Craig Sugden – Rebecca Kane Burton
CEO of LW Theatres.
The London Palladium ran a pilot event back in June: temperature checks at the entrance, a one-way system throughout the venue, hand sanitizers, contactless payments, Silver Ion hygienic door handle covers, the wearing of face coverings, and the requirement to remain a distance to other guests were measures in place for the trial run.
The same measures were kept in place for the Van Morrison shows, where staggered arrival times as well as one-way systems around the building made sure, people didn’t get too close to each other at any given time.
Danny Betesh, MD of promoter Kennedy Street, emphasized that while the concerts were creatively successful, “theatres do need to be able to be open to their full capacity in order for concerts to be financially viable for promoters and artists.”
It chimes with what both LW Theatres owner Andrew Lloyd Webber and CEO Rebecca Kane Burton said in a Sept. 8 parliamentary hearing in London, in which politicians sought advice on reopening the country’s struggling venues.
Lloyd Webber said that he had been wondering why airlines, for instance, were allowed to operate at full capacity but that he hasn’t yet received a satisfying answer from government representatives.

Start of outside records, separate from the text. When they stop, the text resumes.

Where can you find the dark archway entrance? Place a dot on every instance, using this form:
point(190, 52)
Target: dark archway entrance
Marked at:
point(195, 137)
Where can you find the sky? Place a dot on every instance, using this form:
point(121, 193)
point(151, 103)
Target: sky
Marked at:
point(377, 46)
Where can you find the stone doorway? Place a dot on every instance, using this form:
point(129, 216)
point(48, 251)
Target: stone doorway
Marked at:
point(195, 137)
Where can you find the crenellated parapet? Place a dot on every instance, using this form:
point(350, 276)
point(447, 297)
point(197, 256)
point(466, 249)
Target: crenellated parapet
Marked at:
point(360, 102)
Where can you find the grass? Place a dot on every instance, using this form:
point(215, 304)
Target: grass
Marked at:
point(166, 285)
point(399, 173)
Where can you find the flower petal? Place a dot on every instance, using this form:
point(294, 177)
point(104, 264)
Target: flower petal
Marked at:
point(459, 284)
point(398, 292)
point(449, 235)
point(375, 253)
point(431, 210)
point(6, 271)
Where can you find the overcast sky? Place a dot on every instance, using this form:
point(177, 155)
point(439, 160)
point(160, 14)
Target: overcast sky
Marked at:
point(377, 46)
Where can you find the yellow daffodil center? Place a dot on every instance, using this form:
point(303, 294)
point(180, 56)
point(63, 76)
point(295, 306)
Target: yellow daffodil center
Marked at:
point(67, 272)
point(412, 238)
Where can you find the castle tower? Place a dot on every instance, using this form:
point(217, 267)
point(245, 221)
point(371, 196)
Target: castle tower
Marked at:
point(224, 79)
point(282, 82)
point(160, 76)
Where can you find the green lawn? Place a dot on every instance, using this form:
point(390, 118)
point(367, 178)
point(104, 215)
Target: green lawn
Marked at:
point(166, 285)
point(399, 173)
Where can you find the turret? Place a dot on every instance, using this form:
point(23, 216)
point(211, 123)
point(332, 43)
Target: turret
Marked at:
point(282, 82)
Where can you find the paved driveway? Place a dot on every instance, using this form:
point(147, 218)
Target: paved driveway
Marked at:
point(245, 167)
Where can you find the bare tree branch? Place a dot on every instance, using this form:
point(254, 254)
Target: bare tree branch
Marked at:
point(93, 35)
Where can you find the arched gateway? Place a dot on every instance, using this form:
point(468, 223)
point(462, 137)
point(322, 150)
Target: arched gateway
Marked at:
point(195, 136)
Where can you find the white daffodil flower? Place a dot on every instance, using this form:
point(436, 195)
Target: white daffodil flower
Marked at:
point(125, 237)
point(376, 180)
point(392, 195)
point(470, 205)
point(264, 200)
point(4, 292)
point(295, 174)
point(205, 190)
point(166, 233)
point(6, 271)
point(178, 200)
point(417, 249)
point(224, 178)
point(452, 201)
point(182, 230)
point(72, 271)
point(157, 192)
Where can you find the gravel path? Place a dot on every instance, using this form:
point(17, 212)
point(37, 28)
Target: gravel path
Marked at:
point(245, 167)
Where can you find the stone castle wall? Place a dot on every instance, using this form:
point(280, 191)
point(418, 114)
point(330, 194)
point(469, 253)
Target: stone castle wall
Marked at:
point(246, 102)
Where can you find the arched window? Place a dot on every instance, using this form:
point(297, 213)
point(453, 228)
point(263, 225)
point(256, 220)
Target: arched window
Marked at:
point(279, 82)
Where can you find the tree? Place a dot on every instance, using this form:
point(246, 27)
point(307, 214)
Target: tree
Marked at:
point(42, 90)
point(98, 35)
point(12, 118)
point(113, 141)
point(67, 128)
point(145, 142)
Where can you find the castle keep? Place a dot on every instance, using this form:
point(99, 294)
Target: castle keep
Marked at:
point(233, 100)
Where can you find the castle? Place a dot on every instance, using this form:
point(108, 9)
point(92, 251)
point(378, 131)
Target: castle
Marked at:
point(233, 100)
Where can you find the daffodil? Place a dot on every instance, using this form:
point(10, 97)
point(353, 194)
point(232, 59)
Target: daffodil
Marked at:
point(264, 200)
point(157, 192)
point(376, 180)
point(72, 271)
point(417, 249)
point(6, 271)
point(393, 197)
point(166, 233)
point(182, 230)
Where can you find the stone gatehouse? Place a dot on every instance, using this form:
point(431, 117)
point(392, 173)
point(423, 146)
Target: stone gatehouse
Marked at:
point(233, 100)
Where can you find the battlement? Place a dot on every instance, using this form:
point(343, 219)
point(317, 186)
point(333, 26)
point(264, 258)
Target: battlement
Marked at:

When asked about the risks to public health by reopening too early, Lloyd Webber answered that there was risk involved in everything but that it must be weighed among all factors.
“A million people out of work poses risks as well,” Kane Burton added.
LW Theatres has furloughed about 60% of its staff. The government furlough program is to end in October, and all witnesses at the hearing agreed that the industry would be in trouble then without a green light to proceed with shows.
Commenting on the Van Morrison concerts, Kane Burton said: “Seeing Van Morrison on stage at The London Palladium was a real 2020 highlight. Opening our doors enabled us to offer much-needed work to our brilliant team; as hundreds of thousands in the live sector continue to face hardship and uncertainty.
“We demonstrated that we can operate safely, and that people will feel comfortable, confident and, more importantly, excited to be back with us. Live performance up and down the country can and must continue.”